Selon plusieurs rapports techniques, cette lourdeur excessive provenait d’une virgule mal placée dans les calculs. L’erreur est apparue alors que l’assemblage touchait à sa fin. Ce programme lancé en 2004 incarnait pourtant la souveraineté industrielle du pays.

Retirer des équipements risquait de compromettre le système de propulsion et la défense du navire. Les responsables ont donc rejeté l’option de l’allègement. La seule alternative consistait à augmenter le volume de la coque afin d’obtenir la poussée nécessaire.

L’intervention des ingénieurs américains pour rallonger le sous-marin de dix mètres

Pour résoudre cette impasse, l’Espagne sollicite l’aide de l’entreprise américaine General Dynamics Electric Boat en juin 2013. Les experts préconisent d’ajouter une section métallique au milieu de la structure. Cette décision modifie en profondeur la conception originale du bâtiment.

En 2016, les techniciens soudent un anneau supplémentaire sur la coque. Le sous-marin passe de 71 mètres à 80,8 mètres de longueur, tandis que son déplacement grimpe à près de 3 000 tonnes. La série prend la désignation officielle de S-80 Plus.

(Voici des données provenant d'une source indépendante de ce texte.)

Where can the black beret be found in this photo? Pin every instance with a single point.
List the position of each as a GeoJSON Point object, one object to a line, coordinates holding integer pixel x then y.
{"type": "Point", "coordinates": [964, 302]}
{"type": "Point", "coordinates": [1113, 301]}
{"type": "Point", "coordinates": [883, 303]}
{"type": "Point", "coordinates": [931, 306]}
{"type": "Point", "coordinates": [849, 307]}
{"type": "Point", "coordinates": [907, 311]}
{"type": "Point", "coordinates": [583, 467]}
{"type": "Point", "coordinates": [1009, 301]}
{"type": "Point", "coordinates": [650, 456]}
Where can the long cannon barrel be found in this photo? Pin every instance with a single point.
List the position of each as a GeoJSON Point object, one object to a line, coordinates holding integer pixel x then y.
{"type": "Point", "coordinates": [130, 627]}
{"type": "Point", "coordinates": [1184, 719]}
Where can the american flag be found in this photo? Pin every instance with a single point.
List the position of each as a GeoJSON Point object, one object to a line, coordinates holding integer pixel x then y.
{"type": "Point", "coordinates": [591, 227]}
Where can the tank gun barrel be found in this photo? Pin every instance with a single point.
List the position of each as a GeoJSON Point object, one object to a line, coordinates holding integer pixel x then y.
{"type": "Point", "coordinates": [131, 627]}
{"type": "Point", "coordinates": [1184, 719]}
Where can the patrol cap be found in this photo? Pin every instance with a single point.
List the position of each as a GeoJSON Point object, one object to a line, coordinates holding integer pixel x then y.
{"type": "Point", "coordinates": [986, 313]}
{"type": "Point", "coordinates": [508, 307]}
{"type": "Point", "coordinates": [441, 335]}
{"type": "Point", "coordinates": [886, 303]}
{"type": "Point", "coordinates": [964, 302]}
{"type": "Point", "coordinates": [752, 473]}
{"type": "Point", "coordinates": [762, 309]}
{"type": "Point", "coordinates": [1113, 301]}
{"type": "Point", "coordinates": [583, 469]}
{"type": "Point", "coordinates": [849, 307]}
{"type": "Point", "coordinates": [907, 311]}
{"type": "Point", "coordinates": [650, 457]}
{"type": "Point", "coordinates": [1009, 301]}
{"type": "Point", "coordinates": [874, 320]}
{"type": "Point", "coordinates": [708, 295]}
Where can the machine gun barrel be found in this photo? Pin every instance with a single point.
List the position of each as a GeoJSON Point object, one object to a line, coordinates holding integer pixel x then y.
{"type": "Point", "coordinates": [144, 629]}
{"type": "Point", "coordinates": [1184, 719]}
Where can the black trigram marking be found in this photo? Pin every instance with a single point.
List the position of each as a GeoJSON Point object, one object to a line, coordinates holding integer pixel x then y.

Un calendrier bouleversé et une facture globale qui explose jusqu’à quatre milliards d’euros

Ces modifications majeures ont retardé le chantier naval de Carthagène durant plusieurs années. L’Isaac Peral a été mis à l’eau en mai 2021, soit 16 ans après le début de sa fabrication. Le navire a ensuite traversé deux années d’essais intensifs en mer.

Le coût financier de ce correctif s’avère particulièrement lourd pour l’État espagnol. Estimé à 3,685 milliards d’euros en 2018, le budget total franchit la barre des 3,9 milliards d’euros l’année suivante. L’enveloppe initiale a ainsi été multipliée par dix.

Chaque unité de la flotte revient désormais à près d’un milliard d’euros. Cette hausse budgétaire place le programme S-80 parmi les ajustements industriels les plus onéreux d’Europe, illustrant la difficulté de maîtriser le coût des grands projets militaires.

Intégration dans la flotte espagnole et déploiement des unités suivantes de la série S-80

L’Isaac Peral, réimmatriculé S-81, a rejoint la base de Carthagène fin 2023 pour intégrer la flotte active. Équipé de torpilles lourdes et de missiles antinavires, le submersible est aussi capable de tirer des missiles de croisière terrestres.

Trois autres bâtiments doivent être livrés au cours des prochaines années. Le deuxième sous-marin de la série, le Narciso Monturiol, effectue actuellement ses premiers essais en mer. Ces sorties permettent de vérifier la fiabilité des modifications de structure.